Bespreking uit Vuursteen winter 2011
Een kopje haiku door Walter Vereertbrugghen
Willy Cuvelier, Haiku – Luchtbellen in een kopje haiku
Uitgave H-kA
ISBN: 978-90-75714-58-6
180 pagina’s
Ik herinner mij de tijd dat Willy Cuvelier de vier volumes van Blyth intensief aan het lezen was. Toen begon hij de verzen te vertalen. Het wikken en wegen, de manier om iets te verwoorden, het zoeken naar evenwicht tussen inhoud en poëtische zeggingskracht; hij hield er zich toen al mee bezig.

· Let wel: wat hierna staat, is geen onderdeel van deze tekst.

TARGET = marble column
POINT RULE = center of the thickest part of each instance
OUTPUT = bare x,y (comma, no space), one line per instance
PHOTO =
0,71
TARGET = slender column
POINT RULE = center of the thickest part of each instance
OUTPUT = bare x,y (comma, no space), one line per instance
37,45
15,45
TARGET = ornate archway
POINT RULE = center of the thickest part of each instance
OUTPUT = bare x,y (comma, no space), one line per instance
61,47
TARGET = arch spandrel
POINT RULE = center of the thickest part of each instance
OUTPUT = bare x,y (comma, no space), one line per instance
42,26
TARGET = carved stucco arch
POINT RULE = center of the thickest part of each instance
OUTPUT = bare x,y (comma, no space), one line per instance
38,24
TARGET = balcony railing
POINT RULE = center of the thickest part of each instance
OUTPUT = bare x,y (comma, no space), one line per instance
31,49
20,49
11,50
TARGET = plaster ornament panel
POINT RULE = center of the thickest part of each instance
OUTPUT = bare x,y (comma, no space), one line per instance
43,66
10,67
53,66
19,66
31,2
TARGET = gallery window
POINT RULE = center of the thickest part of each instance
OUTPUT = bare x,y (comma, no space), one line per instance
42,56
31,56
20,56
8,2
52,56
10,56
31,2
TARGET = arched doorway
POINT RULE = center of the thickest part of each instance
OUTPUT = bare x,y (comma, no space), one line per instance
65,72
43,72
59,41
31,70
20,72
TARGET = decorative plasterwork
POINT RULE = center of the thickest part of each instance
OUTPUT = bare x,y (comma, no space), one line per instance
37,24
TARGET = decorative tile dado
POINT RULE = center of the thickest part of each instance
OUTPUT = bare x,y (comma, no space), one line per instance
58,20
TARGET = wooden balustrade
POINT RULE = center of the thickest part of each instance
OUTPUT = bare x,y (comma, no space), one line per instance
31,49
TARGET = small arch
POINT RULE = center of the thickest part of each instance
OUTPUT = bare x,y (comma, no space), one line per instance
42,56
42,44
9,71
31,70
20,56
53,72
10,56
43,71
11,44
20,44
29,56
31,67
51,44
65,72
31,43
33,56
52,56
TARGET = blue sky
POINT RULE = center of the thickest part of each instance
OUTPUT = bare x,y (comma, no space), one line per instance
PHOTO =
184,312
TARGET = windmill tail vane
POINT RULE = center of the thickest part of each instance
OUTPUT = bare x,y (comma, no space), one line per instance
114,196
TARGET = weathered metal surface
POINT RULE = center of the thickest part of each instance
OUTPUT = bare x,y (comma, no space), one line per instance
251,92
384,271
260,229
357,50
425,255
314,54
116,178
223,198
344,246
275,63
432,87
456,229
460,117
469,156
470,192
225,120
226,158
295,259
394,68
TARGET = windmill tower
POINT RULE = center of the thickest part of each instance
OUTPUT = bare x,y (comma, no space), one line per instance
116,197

Het was niet verwonderlijk dat hij na kennismaking met De Lukraker het initiatief nam om via dit tijdschrift, waarvan de inhoud voornamelijk bestaat uit door de lezers ingezonden stukken, het begrip haiku te populariseren. Met vertrouwde regelmaat verscheen er een stukje van zijn hand, telkens weer een ander aspect van haiku in beeld brengend. In ‘Een kopje haiku’ kunnen we genieten van deze artikels. De als voorbeeld aangehaalde verzen zijn meestal geschreven door Japanners, maar ook westerse auteurs komen aan bod. Doorbladeren we even?
Nee, het zijn niet de 99 Luftballons van Nena die overzweven, het zijn wel net iets meer dan zestig luchtbellen in een kopje thee. De auteur refereert hiermee naar een passage uit Haiku – Een jonge maan van J. van Tooren. Zij schreef verkeerdelijk dat de dichtersnaam Issa betekende, en ik citeer: ‘Eén thee, of eigenlijk: de luchtbel in een kopje thee, omdat het leven ledig is als een luchtbel.’ Maar Issa, betekent niets meer dan: één thee.
Terug naar deze bundel. Willy Cuvelier gebruikt het beeld van de luchtbel vooral om hulde te brengen aan Issa, maar ook om aan te duiden dat zijn eigen bijdrage niet meer voorstelt dan wat luchtbellen. Hoe het ook zij, ze komen niet alleen de spijsvertering ten goede, maar komen tevens tegemoet aan de dorst naar kennis van de geëngageerde haikulezer.
Enkele opvallende titels van onderwerpen: kinderverdriet, armoede en rijkdom, dodenherdenking, de sauspan, sprookjes in haiku, de vondeling, theeceremonie, knieën. De auteur wijdt er telkens een luchtbel aan, met treffende voorbeelden.
Hun armoede gewoon,
samen in de avondkoelte.
Het ver gehucht.
Issa
Er wordt aandacht besteed aan taalgerelateerde aspecten: de juxtapositie, kleur je haiku, de tijd in haiku, de ruimte in haiku en haiku in de ruimte, poëzie in gewone dingen, 5-7-5, synesthesie; stuk na stuk visitekaartjes van iemand die weet waar hij mee bezig is.
Rood geverfd
door de zonsondergang
de krab en de zee.
Takayoshi Koyama
Er is ook een beknopte lijst beschikbaar met Japanse termen. De moeilijke begrippen ‘wabi’ en ‘sabi’ bijvoorbeeld staan er kort, maar duidelijk omschreven.
Uit elke bladzijde spreekt liefde voor haikugedichtjes, en respect en bewondering voor wie ze geschreven heeft. Willy, zo kennen we hem.